Sconfitta ma vincente
Tutti in piedi per l’Atalanta

Grazie, ragazzi. È il sentimento più semplice e vero che ci viene adesso, a quasi mezzanotte, con l’eliminazione ancora caldissima e un fiume di bergamaschi che sfida il maltempo per ritornare a casa da Reggio Emilia. Grazie, ragazzi: è il coro che viene spontaneo in ogni stadio, quando una squadra non ce la fa, ma ce l’ha messa tutta per farcela, per far sperare la sua gente in un’impresa da scrivere nella storia. Grazie, dunque, ragazzi dell’Atalanta. Perché ci avete portato a vivere questa notte folle, dipinta di neve come le notti magiche nella fantasia dei bambini. Fa niente, se è andata male.

Non è un peccato morire, dice il saggio: è un peccato non vivere. E davanti a questa Atalanta oggi tutta Bergamo – anche la Bergamo che fa valere il suo diritto di non interessarsi di calcio o di non essere atalantina – deve alzarsi in piedi, battere le mani e dire grazie. Solo tre anni fa si vedeva dietro l’angolo lo spettro della serie B, in questa notte la piccola Atalanta, che mancava dai campi europei da quasi trent’anni, ha fatto tremare una squadra di campioni, alcuni anche campioni del mondo.

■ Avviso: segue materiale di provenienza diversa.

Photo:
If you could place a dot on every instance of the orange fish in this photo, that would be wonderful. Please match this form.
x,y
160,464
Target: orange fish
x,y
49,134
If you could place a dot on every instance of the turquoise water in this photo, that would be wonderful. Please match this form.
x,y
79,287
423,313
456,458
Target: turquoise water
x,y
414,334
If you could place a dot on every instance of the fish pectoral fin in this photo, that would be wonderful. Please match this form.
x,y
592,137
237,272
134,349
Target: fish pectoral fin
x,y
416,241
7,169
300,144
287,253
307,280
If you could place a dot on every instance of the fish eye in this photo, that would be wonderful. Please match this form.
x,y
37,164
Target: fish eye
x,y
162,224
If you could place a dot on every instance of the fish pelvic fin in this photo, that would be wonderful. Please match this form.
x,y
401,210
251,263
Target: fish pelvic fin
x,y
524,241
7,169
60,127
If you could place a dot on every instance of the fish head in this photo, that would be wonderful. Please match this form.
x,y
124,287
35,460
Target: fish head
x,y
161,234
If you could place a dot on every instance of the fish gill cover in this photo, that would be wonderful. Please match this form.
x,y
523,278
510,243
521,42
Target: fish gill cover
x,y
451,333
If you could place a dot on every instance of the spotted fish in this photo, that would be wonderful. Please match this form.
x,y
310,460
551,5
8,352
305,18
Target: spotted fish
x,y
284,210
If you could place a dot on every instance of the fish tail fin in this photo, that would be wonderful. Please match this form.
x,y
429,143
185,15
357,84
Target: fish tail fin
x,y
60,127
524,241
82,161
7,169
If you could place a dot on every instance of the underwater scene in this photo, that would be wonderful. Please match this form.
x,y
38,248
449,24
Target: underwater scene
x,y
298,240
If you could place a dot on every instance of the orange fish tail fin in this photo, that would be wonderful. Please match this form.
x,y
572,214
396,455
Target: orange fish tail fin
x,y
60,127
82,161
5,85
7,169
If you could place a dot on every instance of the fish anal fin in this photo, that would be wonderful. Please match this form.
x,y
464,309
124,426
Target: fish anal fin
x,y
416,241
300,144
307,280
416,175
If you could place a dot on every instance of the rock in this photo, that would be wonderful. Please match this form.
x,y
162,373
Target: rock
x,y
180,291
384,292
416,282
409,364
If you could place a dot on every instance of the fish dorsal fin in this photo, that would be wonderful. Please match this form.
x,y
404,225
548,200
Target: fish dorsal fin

È questa, la nostra vittoria: esserci stati, averci provato, aver sfiorato un successo che valeva molto più degli ottavi di finale che ci si contendeva. Valeva la gloria di aver battuto una delle squadre più forti che l’urna potesse regalarci, nella mattina dell’11 dicembre, in quel sorteggio svizzero. Partì un boato collettivo: ma no, il Borussia.

Invece giorno dopo giorno, partita dopo partita, l’Atalanta ha cominciato a sentire il gusto della possibile impresa, che è tanto più affascinante quanto più si presenta difficile. E dopo la partita d’andata, questo gusto s’è fatto acquolina: allora non è un sogno, ha pensato Bergamo: è possibile, può diventare realtà.

Alla fine le speranze hanno lasciato campo alla realtà: il Borussia è più forte e anche nel calcio, alla fine, molto spesso il più forte ce la fa persino quando non merita. Ci abbiamo sperato, abbiamo sognato. Sognare costa niente e sognando capita di non fare i conti con la realtà nuda e cruda: se hai davanti una squadra più attrezzata, più esperta, più fortunata e che per giunta parte da un punteggio di vantaggio, alla fine prevalere è difficile, e anche quando arrivi a un millimetro dal traguardo è come se mancasse tutto.

Ma l’analisi finisce qui, perché l’Atalanta ha perso, ma non è una sconfitta. L’Atalanta ha vinto perché questa notte l’ha vissuta e l’ha regalata alla sua gente. Perché ha regalato emozioni profonde come quelle della Coppa delle Coppe del 1988. Perché ieri non c’era bergamasco che non parlasse della partita. Come andare a Reggio Emilia, ma nevica o no, dove la fanno vedere, chissà se il bar sotto casa la trasmette. L’Europa adesso conosce l’Atalanta, e forse s’è fatta anche un’idea nuova dei suoi tifosi.

Tutto questo per una squadra incredibile, che da ieri, come trent’anni fa con il Malines, ha tanti tifosi che non la abbandoneranno più. Notti così restano dentro, in fondo a notti così il risultato pesa oggi, sarà un ricordo domani e dopodomani, ma conterà più niente fra trent’anni. Non sappiamo quando ritorneremo su quei campi europei, chissà se sarà presto o se serviranno anni. Ma quant’è stato bello. Lione, Everton, Apollon, Borussia. I gol, i viaggi, la caccia ai biglietti, le lacrime del presidente. Non finiremo mai di dirlo, di ricordarlo, di raccontarlo. Grazie, ragazzi.